Hummmmmmm. Problem is I should have said "I checked my daughters social calender". That's what makes us old. ;D ;D ;D But then you'll learn in time.


----------



## costefishnt

Jason, I could use your help.

everybody else, I would really like this to be sooner than later, and as well I want the best weekend in which MOST of you can show up. I would really like to see at least 20 anglers, but understandably we all have lives and families that dictate our weekend get aways.

this will need to be hammered out by the first of next week, and I will get with Jason before hand as well as a very OLD friend, (Not that i have known him long he is just OLD)  dat would be you cap'n ron! and also need to get with Tom on his return from where ever he is going this weekend

I do not expect nor do i wish this to be a Brandon type tourney, just a way to make the family a couple bucks so they can at least not worry about gas, and food while they are traveling back and fourth to O-Town.

Thanks guys....


----------



## tom_in_orl

I am still in town. You can call me today if needed.


----------



## deerfly

post a date once its confirmed.
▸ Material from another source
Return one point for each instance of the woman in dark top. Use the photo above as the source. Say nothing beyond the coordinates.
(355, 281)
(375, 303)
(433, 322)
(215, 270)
I will try to make it over with my kids as I have that "baseball" conflict thingy too, but will send the entry fee whether we can be there or not. - eric


----------



## Garry

Sounds like fun.... where at?? t-ville? goon??


----------



## orlgheenoer

count me and Danielle in 

I vote Lagoon with JB's in the plan


----------



## costefishnt

> count me and Danielle in
> 
> I vote Lagoon with JB's in the plan


ok. date?


----------



## Guest

> count me and Danielle in
> 
> 
> 
> ... date?
Click to expand...


With Tanner or Danielle? : : :


----------



## newbie_dave

I'm in as long as there is no baseball for me either.


----------



## costefishnt

> count me and Danielle in
> 
> 
> 
> ... date?
> 
> Click to expand...
> 
> 
> With Tanner or Danielle? : : :
Click to expand...


you are about as sharp as a bowling ball aint ya?

Danielle


----------



## orlgheenoer

HAHA curtis

not the weekend of April 12th


----------



## costefishnt

> HAHA curtis
> 
> not the weekend of April 12th


ok then...what weekend?


----------



## orlgheenoer

Will check with the lady


----------



## phishphood

> Will check with the lady


Spoken like a real man.


----------



## backwaterbandits

He's learnin' quick!


----------



## orlgheenoer

June 7th???


----------



## tojo

Well, my b-day is the 27th and Im off that weekend. Sounds like a good excuse for:


----------



## orlgheenoer

4 years and 4 months till I give a hoot about your alcohol consumption


----------



## St._Sophie_Girl

2 months and 3 days till I do!!!!

Tony, you're gonna owe me a shot!


----------



## costefishnt

sorry ron.

APRIL 26th

done. 

Jason, lets get together this week one night, somewhere between here and there, have a beer and hash out some details...times a waistin slacker!


----------



## Guest

> sorry ron.
> 
> APRIL 26th
> 
> done.
> 
> Jason, lets get together this week one night, somewhere between here and there, have a beer and hash out some details...times a waistin slacker!


Maybe I'll get lucky and my daughters competition will be for the 27th. I'll just have to wait and see.


----------



## LoneRanger

just so you all know, no way will me and Panda show up. 





L.R. ;D


----------